Tous les partis d'opposition voteront contre le projet de loi sur l'UPAC

Nicolas Lachance | Agence QMI

Tous les partis de l’opposition voteront contre le projet de loi qui changera la gouvernance de l’Unité permanente anticorruption (UPAC), alors que le syndicat de la Sûreté du Québec demande aussi au gouvernement Couillard de reporter son adoption.

Le Parti québécois (PQ), la Coalition avenir Québec (CAQ) et Québec solidaire (QS) ne comptent pas appuyer le projet de loi 107 qui sera soumis à un vote de prise en considération à l’Assemblée nationale mardi après-midi.

«On pense que c’est une très mauvaise idée de donner plus de pouvoir à une équipe de gestion qui a démontré son incompétence», a affirmé le chef de l’opposition officielle, Jean-François Lisée, réitérant son désir que le commissaire à l’UPAC soit nommé au deux tiers de l’Assemblée nationale.

Le chef de la CAQ, François Legault, soutient d’ailleurs que l’UPAC doit aujourd’hui se concentrer afin d’effectuer son travail d’enquête sur le financement du Parti libéral, et ce, avant les prochaines élections.

«Je vois les mêmes doutes, les mêmes inquiétudes sur le climat de travail. Je vois qu'après toutes ces années, on n'a toujours pas de conclusion sur l'enquête sur Jean Charest puis Marc Bibeau», a-t-il dit, refusant, comme les autres partis, de réclamer la démission du commissaire de l’UPAC, Robert Lafrenière. «On n'a pas le choix, pour l'instant, de lui faire confiance.»

Le député de Mercier, Amir Khadir, a souligné quant à lui que ce n’est pas le projet de loi 107 qui va régler les problèmes de l’UPAC. «Je ne sais pas ce qui se passe, mais monsieur Coiteux déçoit beaucoup», a mentionné le député de QS.

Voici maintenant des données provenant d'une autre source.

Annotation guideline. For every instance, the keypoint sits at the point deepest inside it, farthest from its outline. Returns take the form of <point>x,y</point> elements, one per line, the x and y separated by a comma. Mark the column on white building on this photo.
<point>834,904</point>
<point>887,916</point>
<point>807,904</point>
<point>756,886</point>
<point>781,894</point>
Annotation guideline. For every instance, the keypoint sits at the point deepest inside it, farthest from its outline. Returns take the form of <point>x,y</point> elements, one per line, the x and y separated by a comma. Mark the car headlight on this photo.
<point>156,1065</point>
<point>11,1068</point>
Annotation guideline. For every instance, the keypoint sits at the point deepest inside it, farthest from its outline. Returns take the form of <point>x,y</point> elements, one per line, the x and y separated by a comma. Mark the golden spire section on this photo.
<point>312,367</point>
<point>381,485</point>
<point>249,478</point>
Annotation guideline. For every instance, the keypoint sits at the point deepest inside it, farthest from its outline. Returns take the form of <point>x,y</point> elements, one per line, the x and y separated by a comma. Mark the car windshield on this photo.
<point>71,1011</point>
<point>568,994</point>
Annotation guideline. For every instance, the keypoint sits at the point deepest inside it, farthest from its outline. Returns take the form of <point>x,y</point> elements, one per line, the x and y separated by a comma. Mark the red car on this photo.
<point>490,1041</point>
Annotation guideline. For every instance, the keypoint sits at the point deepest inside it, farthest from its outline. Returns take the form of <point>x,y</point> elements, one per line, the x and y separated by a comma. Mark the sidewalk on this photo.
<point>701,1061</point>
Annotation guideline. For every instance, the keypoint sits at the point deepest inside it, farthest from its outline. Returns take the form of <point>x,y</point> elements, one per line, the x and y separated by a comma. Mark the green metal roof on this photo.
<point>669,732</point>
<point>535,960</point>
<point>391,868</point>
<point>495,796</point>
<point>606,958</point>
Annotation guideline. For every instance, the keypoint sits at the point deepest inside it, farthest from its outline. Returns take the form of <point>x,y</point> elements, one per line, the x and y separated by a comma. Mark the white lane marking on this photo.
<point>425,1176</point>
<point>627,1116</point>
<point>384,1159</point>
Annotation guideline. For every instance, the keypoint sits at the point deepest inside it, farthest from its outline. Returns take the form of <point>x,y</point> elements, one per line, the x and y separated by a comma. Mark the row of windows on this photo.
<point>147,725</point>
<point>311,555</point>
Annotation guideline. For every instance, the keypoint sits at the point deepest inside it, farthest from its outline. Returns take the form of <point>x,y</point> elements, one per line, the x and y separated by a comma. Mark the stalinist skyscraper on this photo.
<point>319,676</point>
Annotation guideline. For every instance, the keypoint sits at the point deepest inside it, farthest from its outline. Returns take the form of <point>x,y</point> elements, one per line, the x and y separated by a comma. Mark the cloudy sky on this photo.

Mardi matin, le syndicat des policiers de la SQ a indiqué qu’il craignait ce projet de loi, alors que le climat de travail est très difficile à l’intérieur de l’unité.

Efficace

De son côté, le ministre de la Sécurité publique, Martin Coiteux, a indiqué ne pas s’en faire avec la contestation des oppositions. «Ça leur appartient (...) Est-ce que je dois en faire un drame absolu, non. Nous avons des divergences d’opinions», a-t-il signalé, assurant que son projet de loi apportera des changements efficaces.

«Elle (la Loi) fait de l’UPAC un corps policier en bonne et due forme avec toutes les obligations qui se rattachent à ça. Ce n’est pas juste une question de pouvoir accru, mais d’efficacité, une question d’obligations. Elle crée un comité de surveillance de l’UPAC pour être capable d’aller au fond des choses», a-t-il souligné.

Dans une lettre du président de l’Association des policiers provinciaux du Québec (APPQ), Pierre Veilleux, envoyée au ministre de la Sécurité publique, les enquêteurs de la SQ réclament de quitter l’UPAC si un article prévoyant sa participation au processus de prêt d’enquêteurs de la SQ à l’unité anticorruption n’est pas ajouté.

Or, le ministre Coiteux assure que ce problème peut se régler sans toucher au projet de loi. «Il y a déjà une démarche qui est en cours (...) afin de trouver la meilleure forme de prêt de service possible qui va convenir à chacun des partis.

On n’a pas à modifier quoi que ce soit dans le projet de loi 107, on a juste besoin de s’asseoir en partenaires et trouver une solution», a-t-il dit.